Peut-être le confinement a-t-il fait sa part dans cette relecture de cet appel à aller batifoler dans les grands espaces. Après des mois à s’enraciner dans nos canapés, la perspective d’aller mouiller nos fesses dans la rosée, de retrouver cette « sensation » de la nature dont nous parle Rimbaud, nous semblait comme un lointain et sublime mirage. Ce confinement, il a aussi profondément changé la nature du projet d’origine. Conduit par le membre du Surnatural Orchestra, du Sacre du Tympan et de Blind Seats, le projet baptisé Mù devait être la réunion de 9 musiciens de classe internationale : Csaba Palotaï, Jesse Vernon, Morgane Carnet, Robin Fincker, Antoine Berjeaut, Sacha Toorop, Théo Girard et John Parish.

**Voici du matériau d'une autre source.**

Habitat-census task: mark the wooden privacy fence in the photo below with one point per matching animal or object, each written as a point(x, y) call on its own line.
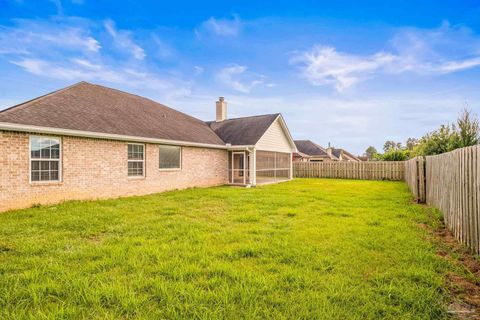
point(453, 186)
point(375, 170)
point(415, 177)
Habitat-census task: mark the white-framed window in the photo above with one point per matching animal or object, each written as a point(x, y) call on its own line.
point(136, 160)
point(45, 159)
point(170, 157)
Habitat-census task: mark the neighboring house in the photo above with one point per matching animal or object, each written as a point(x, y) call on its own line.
point(343, 155)
point(313, 152)
point(309, 151)
point(88, 141)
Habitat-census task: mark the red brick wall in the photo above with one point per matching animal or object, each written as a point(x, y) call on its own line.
point(95, 168)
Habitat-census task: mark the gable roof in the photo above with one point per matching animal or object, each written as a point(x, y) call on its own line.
point(243, 131)
point(95, 108)
point(338, 152)
point(311, 148)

Boublil semble redonner quelque chose qui manquait au poème, une texture ou une ambiance, qui nous fait relire le texte sous un nouveau jour, plus onirique, plus mystérieux, plus mélancolique peut-être.

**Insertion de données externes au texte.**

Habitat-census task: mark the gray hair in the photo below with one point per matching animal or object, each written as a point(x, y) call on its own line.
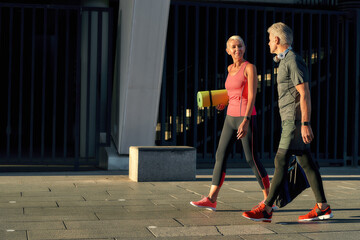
point(283, 32)
point(235, 37)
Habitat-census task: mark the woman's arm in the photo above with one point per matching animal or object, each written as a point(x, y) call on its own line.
point(251, 75)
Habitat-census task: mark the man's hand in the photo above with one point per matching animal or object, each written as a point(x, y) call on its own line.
point(220, 107)
point(307, 134)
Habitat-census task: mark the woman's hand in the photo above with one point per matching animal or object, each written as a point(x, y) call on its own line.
point(243, 129)
point(307, 134)
point(220, 107)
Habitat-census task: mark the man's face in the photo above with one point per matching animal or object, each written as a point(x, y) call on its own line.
point(272, 43)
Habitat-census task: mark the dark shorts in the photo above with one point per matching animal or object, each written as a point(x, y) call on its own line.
point(291, 136)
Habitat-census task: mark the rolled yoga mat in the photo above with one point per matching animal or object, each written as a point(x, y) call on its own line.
point(212, 98)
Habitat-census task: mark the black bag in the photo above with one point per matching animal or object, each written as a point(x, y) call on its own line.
point(293, 184)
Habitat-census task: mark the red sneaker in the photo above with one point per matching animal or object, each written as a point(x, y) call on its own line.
point(205, 203)
point(317, 214)
point(258, 214)
point(274, 207)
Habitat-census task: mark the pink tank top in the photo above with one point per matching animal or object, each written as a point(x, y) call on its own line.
point(236, 86)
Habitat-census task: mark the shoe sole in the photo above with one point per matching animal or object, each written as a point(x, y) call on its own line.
point(258, 219)
point(323, 217)
point(208, 208)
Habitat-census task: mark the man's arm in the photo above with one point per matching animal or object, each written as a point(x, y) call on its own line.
point(305, 106)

Finalement, l’album The Basement a été enregistré en solitaire par ce touche-à-tout poly-instrumentiste qu’est Boris Boublil. John Parish – producteur et musicien britannique, qui a joué notamment aux côtés de PJ Harvey ou Eels et avait déjà opéré avec Boublil sur une création autour des textes de Raymond Carver (Playing Carver) – est quant à lui venu ajouter sa guitare vaporeuse, et le comédien Philippe Torreton sa voix ténébreuse. Il en résulte un titre simple, sans grande prétention, mais qui contient tout ce qu’il doit être : une atmosphère légèrement garage-rock, doucement grinçante, subtilement vaporeuse, en résonnance avec l’ADN de ce bel EP.
The Basement sortira le 18 juin chez Carton Records et on nous dit dans l’oreillette que les retrouvailles tant attendues de Mù au grand complet auront lieu le 26 mars 2022 à la Carène de Brest.